Our benchmark estimates indicated that higher AI values are positively associated with GDP per capita. Moreover, the effects are more significant in less developed areas of the world. To confirm our estimates, we explored the sensitivity of our estimates to several models, aridity classes, and income groups.
This result contrasts a recent study that found that the relationship among temperature, precipitation, and economic growth was globally generalisable to agricultural and non-agricultural activity in rich and developing countries .
Our results showed that grid-level income per capita was non-linear and concave according to the AI. This finding indicates that income increases with higher water availability of the soil, whereas it decreases with excessive precipitation or too little soil transpiration caused by extreme heat and humidity. This non-linear effect of aridity on income per capita is in line with the estimates shown for temperature shocks (Fig. 3) . In particular, we find that above a threshold of approximately 0.65, a marginal variation in AI did not have economic effects.
However, our estimates show that the areas most affected by soil aridification are located on the African and Asian continents. As a result, these continents will pay the highest price in terms of GDP loss.
This finding is consistent with the “opportunity cost” mechanism related to local agricultural production. We argue that the adverse economic effects of soil aridification are partly due to less efficient crops. For example, if a particular area experiences substantially less precipitation in a given year (or a higher PET), the crop yield could be negatively affected, which would lead to economic losses. Several theoretical and empirical studies have offered insights relevant to our proposed interpretation [23, 24, 25, 26].
Based on the results in Appendix B and shown in Fig. 3, it is possible to evaluate the average annual economic impact of desertification from 1990 to 2015. Figure 4 shows the average annual GDP per capita loss in Africa (Panel A) and Asia (Panel B). We estimate that during the last 25 years, in some areas on the African continent, climate-induced soil aridification had decreased the GDP per capita by more than 12%.

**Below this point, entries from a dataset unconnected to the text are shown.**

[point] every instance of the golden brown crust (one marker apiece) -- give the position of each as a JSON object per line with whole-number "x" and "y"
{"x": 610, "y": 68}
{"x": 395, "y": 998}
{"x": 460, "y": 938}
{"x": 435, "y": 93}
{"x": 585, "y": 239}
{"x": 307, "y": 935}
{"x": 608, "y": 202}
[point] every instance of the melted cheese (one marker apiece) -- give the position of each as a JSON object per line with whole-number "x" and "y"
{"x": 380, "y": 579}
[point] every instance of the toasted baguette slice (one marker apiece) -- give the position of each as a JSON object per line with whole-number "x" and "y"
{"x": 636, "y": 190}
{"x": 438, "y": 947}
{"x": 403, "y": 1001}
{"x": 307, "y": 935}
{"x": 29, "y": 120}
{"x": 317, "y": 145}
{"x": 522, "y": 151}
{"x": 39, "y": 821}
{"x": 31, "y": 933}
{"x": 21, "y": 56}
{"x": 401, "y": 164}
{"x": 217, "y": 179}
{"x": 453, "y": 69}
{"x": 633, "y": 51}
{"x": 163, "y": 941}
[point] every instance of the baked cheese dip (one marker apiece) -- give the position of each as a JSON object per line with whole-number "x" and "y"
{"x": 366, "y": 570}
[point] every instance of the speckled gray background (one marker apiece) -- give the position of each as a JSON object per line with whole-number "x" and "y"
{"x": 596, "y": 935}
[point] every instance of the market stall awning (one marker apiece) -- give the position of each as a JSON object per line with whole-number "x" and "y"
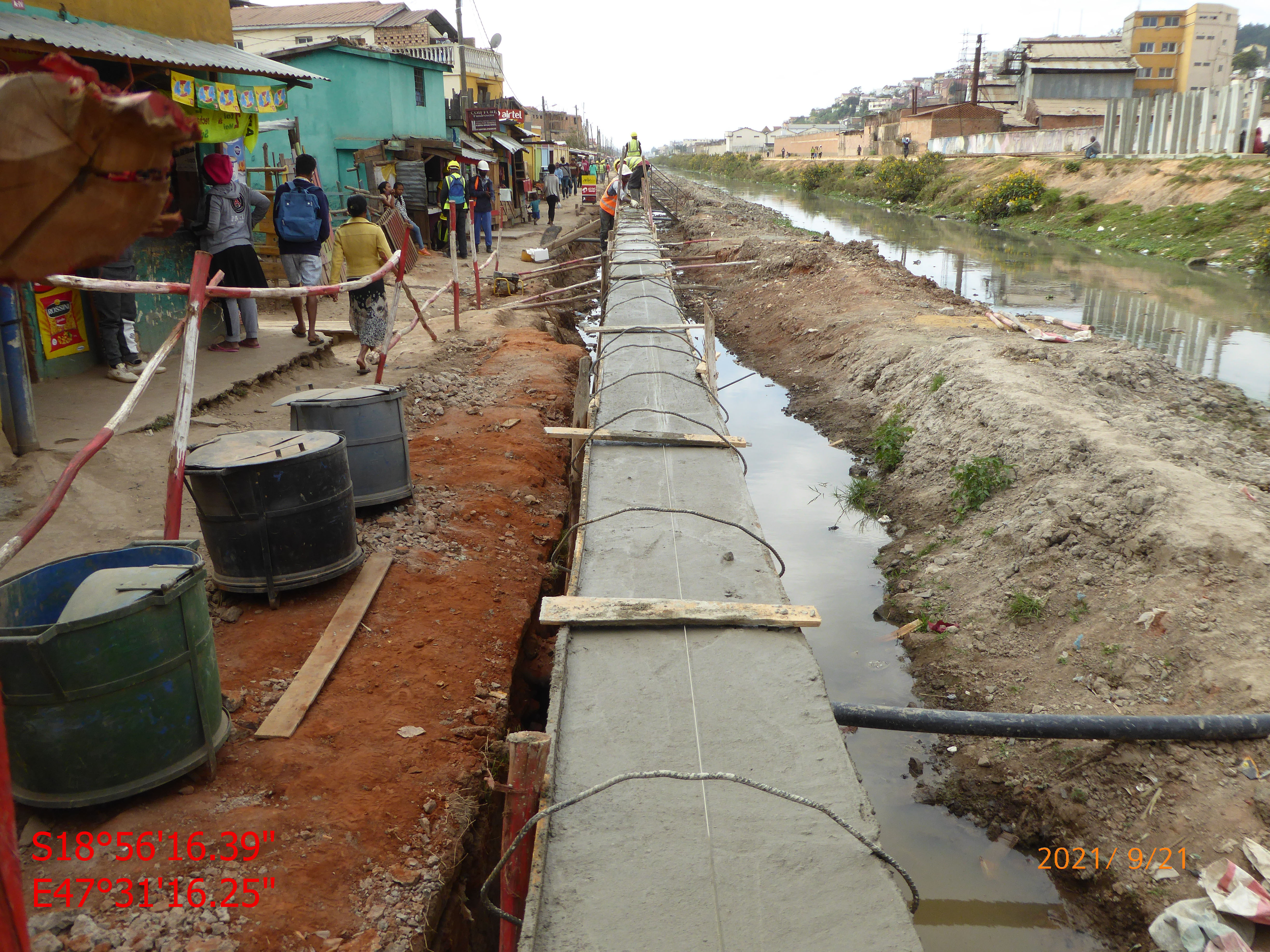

Our results show a slight but significant positive relationship between AI and GDP per capita worldwide. However, the economic effects of the decreased AI were more pronounced in Asia and Africa. We estimate that the cumulative reduction in AI between
1990 and 2015 has negatively affected the Asian GDP per capita by between one and six percentage points, and the African GDP per capita between 9 and 16%.
The results of the association between AI and GDP were used to project the costs of future desertification patterns. We first computed the future grid-cell projections of the AI by using annual precipitation and potential evapotranspiration data drawn from the most recent CMCC-BioClimInd . These projections are obtained from a variety of earth system models and two representative concentration pathways (i.e., RCP 4.5 and RCP 8.5), which are part of the World Climate Research Programme’s Coupled Model Intercomparison Project phase 5 (CMIP5). In particular, we considered the RCP 4.5 emissions scenario. RCP 4.5 assumes a peak in greenhouse gas emissions between 2010 and 2030, followed by a decline throughout the 21st century. For the period 2021–2040, the WorldClim 2.1 database forecasts an increase in temperature between 0.93 and 1.27°C, with precipitation predicted to increase between 10 and 30 percentage points in the northern hemisphere while decreasing between 10 to 40% in the southern hemisphere, depending on the Shared Socioeconomic Pathway (SSP) considered . Conversely, the evapotranspiration is estimated to increase between 0.4 and 3.8% for 2021–2040 compared to the present-day mean (2011–2020) .
In our historical sample (1900–1980), the average AI was 0.489, which declined to 0.479 during the present day (1990–2015). It is predicted to be 0.438 in the projected period from 2040–2079. This result indicates that the average cell would experience rainfall shortages comparable to the present-day mean. Specifically, 17,926 grid cells were arid or hyper-arid (i.e., AI < 0.2) during the historical period. However, this number was projected to increase to 20,998 in the period from 2040–2079. Based on this projection, more than 2,000 grid cells will become arid in the future (i.e., approximately 5 million km2 or 3% of the world’s land surface). Figure 5 shows the grid-cell differences in percentages between the projected AI and the present-day mean for the world, Africa, and Asia.
In Fig. 7 (right), panel B presents the estimation of the effects of future AI variations on GDP per capita growth between the present day and 2079 under the baseline RCP 4.5 scenario. The patterns are similar to those in recent decades. Future variations in the AI resulted in a total cost of 6.7% in GDP per capita growth in Asia and about 15% in Africa.